Hi-yeon travels to Mok-dong every Tuesday and Thursday for two hours of English lessons with a native speaking teacher. It takes her 40 minutes to reach the class from her house in Yeongdeungpo by schoolbus, but her parents think that the language institutes in Mok-dong are superior to those in their neighborhood.

By 5:30 p.m., when the bus is ready to depart Mok-dong, the area around the institutes is packed with kids: preschoolers to junior high students. They rush out of the each building wearing backpacks decorated with their favorite Japanese animation characters, from Pocket Monsters to Hello Kitty. Hi-yeon had stormed into the parking lot amid the crowds of children and quickly secured a seat near the back of the bus, before the other kids get on.

Hi-yeon is used to the exhausting schedule. Her mother, Kim Jung-hee, 37, has pushed her daughter into such a schedule since the first grade. Now in fourth grade in Youngdong Elementray School, she is faced with even tighter schedule.

"Hi-yeon is doing fine so far, but you can never be too sure," Mrs. Kim says in the living room of the family's small, three-bedroom apartment. "She has managed to stay within the top three academic ratings in her school."

But you can never be too sure.

And one can't be too sure because Mrs. Kim is dubious about the merits of Korean schools.

"When there are 60 students in the class, the curriculum is inevitably focused on the learning pace of an 'average' student," Mrs. Kim says. "As a parent, I worry that my child has not always absorbed everything she learns in class."
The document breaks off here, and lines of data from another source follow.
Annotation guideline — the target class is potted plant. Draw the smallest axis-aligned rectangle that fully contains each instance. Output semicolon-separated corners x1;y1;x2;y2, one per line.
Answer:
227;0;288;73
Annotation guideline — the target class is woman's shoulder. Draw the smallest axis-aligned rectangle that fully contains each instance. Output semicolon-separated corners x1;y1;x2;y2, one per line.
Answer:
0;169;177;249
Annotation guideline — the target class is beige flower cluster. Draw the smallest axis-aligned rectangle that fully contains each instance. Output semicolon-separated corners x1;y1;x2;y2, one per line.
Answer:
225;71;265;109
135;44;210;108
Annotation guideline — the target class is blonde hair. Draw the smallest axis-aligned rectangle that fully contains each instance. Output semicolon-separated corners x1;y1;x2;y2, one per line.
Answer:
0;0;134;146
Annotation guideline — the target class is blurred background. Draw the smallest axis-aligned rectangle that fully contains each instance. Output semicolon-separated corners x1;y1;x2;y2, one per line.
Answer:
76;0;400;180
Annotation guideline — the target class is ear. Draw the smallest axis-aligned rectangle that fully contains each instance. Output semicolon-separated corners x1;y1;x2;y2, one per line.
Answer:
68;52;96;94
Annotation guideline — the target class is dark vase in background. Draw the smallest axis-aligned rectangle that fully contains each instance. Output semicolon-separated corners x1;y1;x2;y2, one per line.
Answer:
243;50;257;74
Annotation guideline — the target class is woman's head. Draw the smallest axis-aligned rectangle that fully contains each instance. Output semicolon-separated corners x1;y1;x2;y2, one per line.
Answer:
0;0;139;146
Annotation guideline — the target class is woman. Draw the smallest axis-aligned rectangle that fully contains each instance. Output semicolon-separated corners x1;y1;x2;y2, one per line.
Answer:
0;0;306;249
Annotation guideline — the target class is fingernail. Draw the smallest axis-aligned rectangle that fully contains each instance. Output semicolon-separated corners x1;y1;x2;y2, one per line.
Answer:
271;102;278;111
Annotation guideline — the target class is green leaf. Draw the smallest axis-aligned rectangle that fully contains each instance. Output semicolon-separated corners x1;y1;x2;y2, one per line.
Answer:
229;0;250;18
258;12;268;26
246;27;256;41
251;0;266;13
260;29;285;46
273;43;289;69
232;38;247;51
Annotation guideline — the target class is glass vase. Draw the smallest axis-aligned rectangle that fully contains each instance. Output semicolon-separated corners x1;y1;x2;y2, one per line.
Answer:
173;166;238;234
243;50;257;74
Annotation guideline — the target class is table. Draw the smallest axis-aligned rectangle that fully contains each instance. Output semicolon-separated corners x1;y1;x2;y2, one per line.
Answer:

Hi-yeon, who has been silently sitting by and playing a video game in the living room, interrupts to make this announcement: "I want to become a TV news broadcaster when I grow up."

Mrs. Kim smiles at those words and says her daughter recently shifted her ambition from being a TV actress to an anchor-woman after receiving an award in a story-reading contest held in school. In fact, Hi-yeon's bookshelf is cluttered with stories from complete collections of Korean folk tales to translations of classics from the West. "I've encouraged Hi-yeon read her books every day for about half an hour before going to lunch," her mother says.

Even with such encouragement, Hi-yeon, according to her mother, is not even close to the "excellence" demanded by the Korean standard of education.

"Parents in our neighborhood," says Mrs. Kim, "are more relaxed about child-rearing than parents in other areas of Seoul, such as Gangnam." In Gangnam, a wealthy district south of the Han River, fierce competition exists between parents and that translates into enormous pressure for children to do well in school. Typically referred to as "Gangnam Moms," these women, says Mrs. Kim, appear to believe that money can buy their children "better brains."

"I heard that lessons on certain musical instruments become trendy among 'Gangnam Moms' every year," she goes on. "It used to be violin and cello few years back. Now they are going after instruments that are even less accessible to ordinary Koreans with an average income, like clarinets and flutes."

Such an investment in education makes parents with limited incomes like Mrs. Kim, and her husband, Kim Young-chul, who works at a bank, become burdened with enormous guilt for not being able to provide their children with the same opportunities.

"As a parent, if people say these lessons are worthwhile, I want to be able to give that chance to my kids," Mrs. Kim says. Even though she understands that her kid isn't guaranteed to become the next Jo Sumi through expensive private voice lessons from university music professors, Mrs. Kim thinks it won't hurt to give it a try.

And Ms. Kim is not alone in this belief. There are increasing numbers of young parents in Korea who seeks specialists' help to assess their childrens' IQ level and send them off to after-school training centers specializing in education for gifted teens.

Ms. Kim says that her family is thinking about moving to another district, where Hi-yeon and her 5-year-old brother, Seok-yeon, can study in a more academically stimulating environment.

At those words, Hi-yeon looks at her mother and then, passively, looks away.